Writing in the current issue of Admap, Sofie Rutgeerts, head of advertising research at Belgian media company Medialaan, explains a model that outlines the influencing factors for TV ad impact – 'impact' is defined as the number of people who recognise a campaign and attribute it to the right brand.
This is based on knowledge accumulated during 20 years of impact research and a detailed description (such as brand screen time, position of brand logo, use of humour) and corresponding impact measures for a selection of campaigns.
"The ad's creative and your media planning are the two most important elements influencing your campaign's impact," she says. This is reassuring for both advertisers and those working in media or creative agencies: "You have immediate influence on the campaign's impact."
She offers four practical steps that marketers should consider in order to generate greater impact with a TV campaign, starting with a combination of identification and distinction in the creative that ensures the brand is put first.

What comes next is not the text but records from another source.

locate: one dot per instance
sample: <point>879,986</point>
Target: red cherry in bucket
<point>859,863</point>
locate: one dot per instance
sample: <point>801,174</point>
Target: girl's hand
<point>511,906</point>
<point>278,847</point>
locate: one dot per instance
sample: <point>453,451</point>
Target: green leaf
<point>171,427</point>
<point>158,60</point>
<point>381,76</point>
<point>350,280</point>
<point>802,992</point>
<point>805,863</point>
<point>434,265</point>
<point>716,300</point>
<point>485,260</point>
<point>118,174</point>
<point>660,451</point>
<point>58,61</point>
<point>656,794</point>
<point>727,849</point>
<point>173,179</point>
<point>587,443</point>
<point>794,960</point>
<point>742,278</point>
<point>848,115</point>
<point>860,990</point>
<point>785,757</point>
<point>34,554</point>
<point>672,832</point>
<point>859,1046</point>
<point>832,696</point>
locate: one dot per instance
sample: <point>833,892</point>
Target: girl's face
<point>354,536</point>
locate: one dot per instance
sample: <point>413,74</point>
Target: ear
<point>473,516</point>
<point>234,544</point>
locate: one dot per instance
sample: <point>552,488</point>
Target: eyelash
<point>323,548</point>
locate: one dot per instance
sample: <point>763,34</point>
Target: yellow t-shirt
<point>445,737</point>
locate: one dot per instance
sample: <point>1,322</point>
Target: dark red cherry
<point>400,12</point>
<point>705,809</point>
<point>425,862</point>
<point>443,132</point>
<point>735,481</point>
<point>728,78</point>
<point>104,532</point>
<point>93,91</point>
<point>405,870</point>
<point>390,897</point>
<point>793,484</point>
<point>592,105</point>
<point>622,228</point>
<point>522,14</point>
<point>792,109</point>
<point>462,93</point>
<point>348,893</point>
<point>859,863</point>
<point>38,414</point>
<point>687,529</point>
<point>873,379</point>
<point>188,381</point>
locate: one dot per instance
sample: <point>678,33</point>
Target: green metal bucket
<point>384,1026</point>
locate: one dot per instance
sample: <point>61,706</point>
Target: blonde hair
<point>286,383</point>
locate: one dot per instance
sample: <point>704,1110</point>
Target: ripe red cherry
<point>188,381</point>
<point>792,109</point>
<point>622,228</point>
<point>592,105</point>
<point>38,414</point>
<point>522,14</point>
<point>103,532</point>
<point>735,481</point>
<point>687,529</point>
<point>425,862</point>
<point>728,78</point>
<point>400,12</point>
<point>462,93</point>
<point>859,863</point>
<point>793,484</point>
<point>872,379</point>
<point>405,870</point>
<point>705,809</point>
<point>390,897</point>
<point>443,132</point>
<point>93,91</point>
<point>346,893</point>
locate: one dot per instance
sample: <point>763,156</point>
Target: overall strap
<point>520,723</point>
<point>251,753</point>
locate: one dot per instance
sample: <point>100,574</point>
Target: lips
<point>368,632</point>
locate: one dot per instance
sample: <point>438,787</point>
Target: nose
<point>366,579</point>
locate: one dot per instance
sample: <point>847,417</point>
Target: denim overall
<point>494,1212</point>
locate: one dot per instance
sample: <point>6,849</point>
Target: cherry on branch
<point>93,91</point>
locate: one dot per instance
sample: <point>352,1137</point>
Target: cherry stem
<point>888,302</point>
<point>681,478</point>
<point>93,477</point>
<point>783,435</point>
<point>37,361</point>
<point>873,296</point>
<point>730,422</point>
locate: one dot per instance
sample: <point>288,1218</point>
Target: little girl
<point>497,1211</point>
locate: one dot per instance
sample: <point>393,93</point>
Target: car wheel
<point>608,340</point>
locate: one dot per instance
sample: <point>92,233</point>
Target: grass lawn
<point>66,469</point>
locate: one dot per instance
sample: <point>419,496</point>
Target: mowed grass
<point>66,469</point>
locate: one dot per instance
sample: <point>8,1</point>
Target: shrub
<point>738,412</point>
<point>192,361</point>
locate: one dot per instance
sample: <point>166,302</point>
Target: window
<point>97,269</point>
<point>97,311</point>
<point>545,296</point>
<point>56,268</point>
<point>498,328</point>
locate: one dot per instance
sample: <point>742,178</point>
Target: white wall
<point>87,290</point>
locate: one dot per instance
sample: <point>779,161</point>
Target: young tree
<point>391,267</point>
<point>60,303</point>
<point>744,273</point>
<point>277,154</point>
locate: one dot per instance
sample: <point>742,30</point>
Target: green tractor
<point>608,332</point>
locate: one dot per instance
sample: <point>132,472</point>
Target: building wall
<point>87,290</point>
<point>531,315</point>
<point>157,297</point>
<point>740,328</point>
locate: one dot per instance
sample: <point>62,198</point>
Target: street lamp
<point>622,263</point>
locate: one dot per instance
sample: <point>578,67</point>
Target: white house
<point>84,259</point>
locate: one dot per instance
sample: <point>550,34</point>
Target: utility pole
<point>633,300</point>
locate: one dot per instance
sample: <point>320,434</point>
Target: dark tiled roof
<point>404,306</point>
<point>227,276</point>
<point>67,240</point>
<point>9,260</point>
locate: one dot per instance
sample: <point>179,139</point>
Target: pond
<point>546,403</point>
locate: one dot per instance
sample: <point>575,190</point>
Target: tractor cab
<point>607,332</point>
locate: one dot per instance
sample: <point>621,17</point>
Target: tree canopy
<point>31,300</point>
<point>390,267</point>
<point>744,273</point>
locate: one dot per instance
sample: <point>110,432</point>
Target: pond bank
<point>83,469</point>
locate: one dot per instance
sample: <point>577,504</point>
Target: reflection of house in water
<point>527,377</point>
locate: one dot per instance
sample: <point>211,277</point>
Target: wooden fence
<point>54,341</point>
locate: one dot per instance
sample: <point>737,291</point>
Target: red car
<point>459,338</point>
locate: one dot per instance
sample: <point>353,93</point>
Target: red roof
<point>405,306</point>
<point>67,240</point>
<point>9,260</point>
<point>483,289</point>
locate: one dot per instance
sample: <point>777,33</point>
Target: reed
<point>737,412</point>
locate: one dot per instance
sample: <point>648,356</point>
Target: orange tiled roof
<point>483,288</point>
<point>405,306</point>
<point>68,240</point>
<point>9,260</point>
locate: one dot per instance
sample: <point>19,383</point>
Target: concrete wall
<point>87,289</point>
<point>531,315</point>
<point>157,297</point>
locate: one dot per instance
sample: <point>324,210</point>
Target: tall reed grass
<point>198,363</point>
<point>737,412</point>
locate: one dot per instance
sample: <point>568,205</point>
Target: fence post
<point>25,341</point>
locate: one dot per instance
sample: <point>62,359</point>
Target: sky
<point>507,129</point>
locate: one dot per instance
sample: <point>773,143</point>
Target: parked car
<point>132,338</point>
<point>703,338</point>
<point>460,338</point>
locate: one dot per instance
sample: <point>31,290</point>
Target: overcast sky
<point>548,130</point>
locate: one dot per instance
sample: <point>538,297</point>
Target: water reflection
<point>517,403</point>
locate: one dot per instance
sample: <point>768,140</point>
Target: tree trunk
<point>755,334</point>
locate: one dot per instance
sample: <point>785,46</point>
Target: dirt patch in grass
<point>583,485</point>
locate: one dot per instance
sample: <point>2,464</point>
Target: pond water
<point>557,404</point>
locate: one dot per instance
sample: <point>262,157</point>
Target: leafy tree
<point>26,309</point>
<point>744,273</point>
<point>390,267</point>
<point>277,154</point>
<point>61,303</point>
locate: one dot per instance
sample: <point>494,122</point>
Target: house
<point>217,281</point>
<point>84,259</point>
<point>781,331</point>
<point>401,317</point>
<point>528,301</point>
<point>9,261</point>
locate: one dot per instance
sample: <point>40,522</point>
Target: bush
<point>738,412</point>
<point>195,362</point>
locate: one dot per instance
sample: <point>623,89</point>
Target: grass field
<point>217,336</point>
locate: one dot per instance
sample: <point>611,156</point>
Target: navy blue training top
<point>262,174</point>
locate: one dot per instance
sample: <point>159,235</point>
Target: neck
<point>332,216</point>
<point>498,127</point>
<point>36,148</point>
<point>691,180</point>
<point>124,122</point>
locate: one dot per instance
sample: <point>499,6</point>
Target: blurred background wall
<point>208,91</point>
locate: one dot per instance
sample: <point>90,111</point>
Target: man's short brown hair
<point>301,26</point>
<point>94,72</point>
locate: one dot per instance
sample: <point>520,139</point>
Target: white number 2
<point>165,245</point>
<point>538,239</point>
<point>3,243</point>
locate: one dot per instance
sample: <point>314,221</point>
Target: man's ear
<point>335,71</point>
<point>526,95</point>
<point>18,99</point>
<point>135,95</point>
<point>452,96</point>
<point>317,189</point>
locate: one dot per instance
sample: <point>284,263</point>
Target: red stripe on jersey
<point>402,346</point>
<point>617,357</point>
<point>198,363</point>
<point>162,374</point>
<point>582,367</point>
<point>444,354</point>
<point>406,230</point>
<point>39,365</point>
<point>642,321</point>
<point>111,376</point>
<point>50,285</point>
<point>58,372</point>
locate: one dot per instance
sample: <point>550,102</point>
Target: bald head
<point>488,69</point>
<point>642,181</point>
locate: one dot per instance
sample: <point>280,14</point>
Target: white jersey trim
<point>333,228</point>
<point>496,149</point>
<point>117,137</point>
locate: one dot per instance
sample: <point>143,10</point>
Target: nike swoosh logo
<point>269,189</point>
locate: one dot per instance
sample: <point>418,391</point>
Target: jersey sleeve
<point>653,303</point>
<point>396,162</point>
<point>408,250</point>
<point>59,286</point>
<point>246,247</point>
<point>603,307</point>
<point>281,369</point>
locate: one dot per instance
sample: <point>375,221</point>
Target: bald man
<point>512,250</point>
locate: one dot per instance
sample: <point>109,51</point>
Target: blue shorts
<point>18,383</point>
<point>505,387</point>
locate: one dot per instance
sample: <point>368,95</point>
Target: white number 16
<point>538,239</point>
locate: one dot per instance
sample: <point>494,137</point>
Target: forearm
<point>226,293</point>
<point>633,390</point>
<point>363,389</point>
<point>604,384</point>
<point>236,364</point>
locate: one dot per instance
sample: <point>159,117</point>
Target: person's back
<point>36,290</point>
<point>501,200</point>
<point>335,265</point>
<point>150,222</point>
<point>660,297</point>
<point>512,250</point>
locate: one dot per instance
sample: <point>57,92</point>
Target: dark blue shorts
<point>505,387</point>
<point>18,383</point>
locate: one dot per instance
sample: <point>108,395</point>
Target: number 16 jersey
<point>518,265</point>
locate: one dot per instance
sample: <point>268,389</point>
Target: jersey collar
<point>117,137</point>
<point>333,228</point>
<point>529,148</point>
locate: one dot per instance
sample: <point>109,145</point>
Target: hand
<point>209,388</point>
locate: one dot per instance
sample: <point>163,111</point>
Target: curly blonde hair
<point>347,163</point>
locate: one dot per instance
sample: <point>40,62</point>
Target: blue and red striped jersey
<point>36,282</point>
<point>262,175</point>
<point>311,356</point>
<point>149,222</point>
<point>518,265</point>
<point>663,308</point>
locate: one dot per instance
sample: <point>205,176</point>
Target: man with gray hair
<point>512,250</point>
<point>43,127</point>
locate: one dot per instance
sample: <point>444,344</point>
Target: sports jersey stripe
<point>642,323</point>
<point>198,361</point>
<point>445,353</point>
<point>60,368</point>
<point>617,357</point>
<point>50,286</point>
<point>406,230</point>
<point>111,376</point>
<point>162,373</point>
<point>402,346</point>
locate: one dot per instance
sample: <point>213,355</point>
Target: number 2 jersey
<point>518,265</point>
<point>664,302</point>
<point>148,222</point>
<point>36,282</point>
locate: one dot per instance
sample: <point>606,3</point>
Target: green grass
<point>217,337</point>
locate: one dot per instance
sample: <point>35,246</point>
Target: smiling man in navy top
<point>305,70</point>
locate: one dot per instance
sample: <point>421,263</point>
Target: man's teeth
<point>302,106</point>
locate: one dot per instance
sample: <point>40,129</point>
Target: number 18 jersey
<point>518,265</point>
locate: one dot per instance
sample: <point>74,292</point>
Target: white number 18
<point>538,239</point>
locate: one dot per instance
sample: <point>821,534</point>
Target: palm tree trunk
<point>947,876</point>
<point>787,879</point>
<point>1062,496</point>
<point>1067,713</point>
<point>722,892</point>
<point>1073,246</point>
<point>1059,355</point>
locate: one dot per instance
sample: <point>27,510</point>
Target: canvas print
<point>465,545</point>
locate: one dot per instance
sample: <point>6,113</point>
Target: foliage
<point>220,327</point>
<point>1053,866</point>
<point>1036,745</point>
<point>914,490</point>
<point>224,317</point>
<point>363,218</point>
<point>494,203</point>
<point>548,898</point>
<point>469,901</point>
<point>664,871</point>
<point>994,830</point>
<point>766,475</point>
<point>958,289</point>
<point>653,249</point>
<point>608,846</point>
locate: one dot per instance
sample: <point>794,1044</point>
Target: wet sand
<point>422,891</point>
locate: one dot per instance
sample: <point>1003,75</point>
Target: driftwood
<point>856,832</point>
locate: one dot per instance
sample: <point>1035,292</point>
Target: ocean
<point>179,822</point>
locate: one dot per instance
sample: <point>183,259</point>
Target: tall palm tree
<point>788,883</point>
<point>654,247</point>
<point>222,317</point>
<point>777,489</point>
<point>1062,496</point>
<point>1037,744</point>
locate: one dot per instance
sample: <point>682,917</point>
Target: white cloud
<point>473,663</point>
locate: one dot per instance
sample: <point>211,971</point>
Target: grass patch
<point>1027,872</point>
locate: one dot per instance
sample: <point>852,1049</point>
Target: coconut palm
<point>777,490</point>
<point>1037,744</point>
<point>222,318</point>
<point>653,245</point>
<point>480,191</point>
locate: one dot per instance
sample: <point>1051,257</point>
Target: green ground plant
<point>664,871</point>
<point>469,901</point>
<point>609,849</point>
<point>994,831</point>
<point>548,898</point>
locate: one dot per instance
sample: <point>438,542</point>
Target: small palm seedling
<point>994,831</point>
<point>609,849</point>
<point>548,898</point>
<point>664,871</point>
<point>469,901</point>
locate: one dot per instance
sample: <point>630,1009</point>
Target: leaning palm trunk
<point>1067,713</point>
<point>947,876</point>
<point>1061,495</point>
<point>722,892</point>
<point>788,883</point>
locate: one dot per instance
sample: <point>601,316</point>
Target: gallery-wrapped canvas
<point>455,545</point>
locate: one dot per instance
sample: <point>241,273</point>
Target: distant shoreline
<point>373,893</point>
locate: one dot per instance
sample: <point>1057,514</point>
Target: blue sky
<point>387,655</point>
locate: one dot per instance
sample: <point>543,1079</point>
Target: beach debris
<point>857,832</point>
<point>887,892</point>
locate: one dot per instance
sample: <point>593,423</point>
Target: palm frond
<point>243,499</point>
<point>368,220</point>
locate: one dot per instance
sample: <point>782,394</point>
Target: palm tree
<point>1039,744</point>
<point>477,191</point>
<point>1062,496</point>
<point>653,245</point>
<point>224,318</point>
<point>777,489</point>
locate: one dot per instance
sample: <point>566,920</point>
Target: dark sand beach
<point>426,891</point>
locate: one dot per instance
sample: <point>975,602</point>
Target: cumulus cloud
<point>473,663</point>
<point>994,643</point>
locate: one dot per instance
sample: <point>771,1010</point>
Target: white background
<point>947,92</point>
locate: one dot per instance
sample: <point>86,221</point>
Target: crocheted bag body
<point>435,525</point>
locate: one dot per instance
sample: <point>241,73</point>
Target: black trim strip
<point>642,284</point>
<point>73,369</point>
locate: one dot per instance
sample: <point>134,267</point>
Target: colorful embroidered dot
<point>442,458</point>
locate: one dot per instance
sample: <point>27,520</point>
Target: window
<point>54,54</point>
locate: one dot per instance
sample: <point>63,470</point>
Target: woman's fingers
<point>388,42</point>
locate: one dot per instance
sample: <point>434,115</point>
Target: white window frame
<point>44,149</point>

Identification refers to the signposts of an ad – scene, stars, characters, voices, music, colour use – that enable viewers to classify the ad. Distinctive elements – which make the ad unique, create contrast with competitors and highlight a brand's USP – help the viewer to remember the ad after having seen it.
The balance between these two elements will vary depending on brand awareness and sector. Brand launches, for example, require a greater emphasis on identification, while in a crowded market "it is essential to focus extensively on distinction".
Media planning now enters the frame, and while many media plans aim for 70–79% reach, Rutgeerts notes that campaigns with a reach of 80% or more increase impact by 6%.
And for new brands and campaigns, she adds: "It proves advantageous to invest in opportunity to see [OTS] and sufficient ad length." For example, if the OTS increases by one unit, an ad receives 24% more recognition.
"The beauty of this model is the integration of all important elements that influence impact as well as the identification of the interplay between them," Rutgeerts concludes.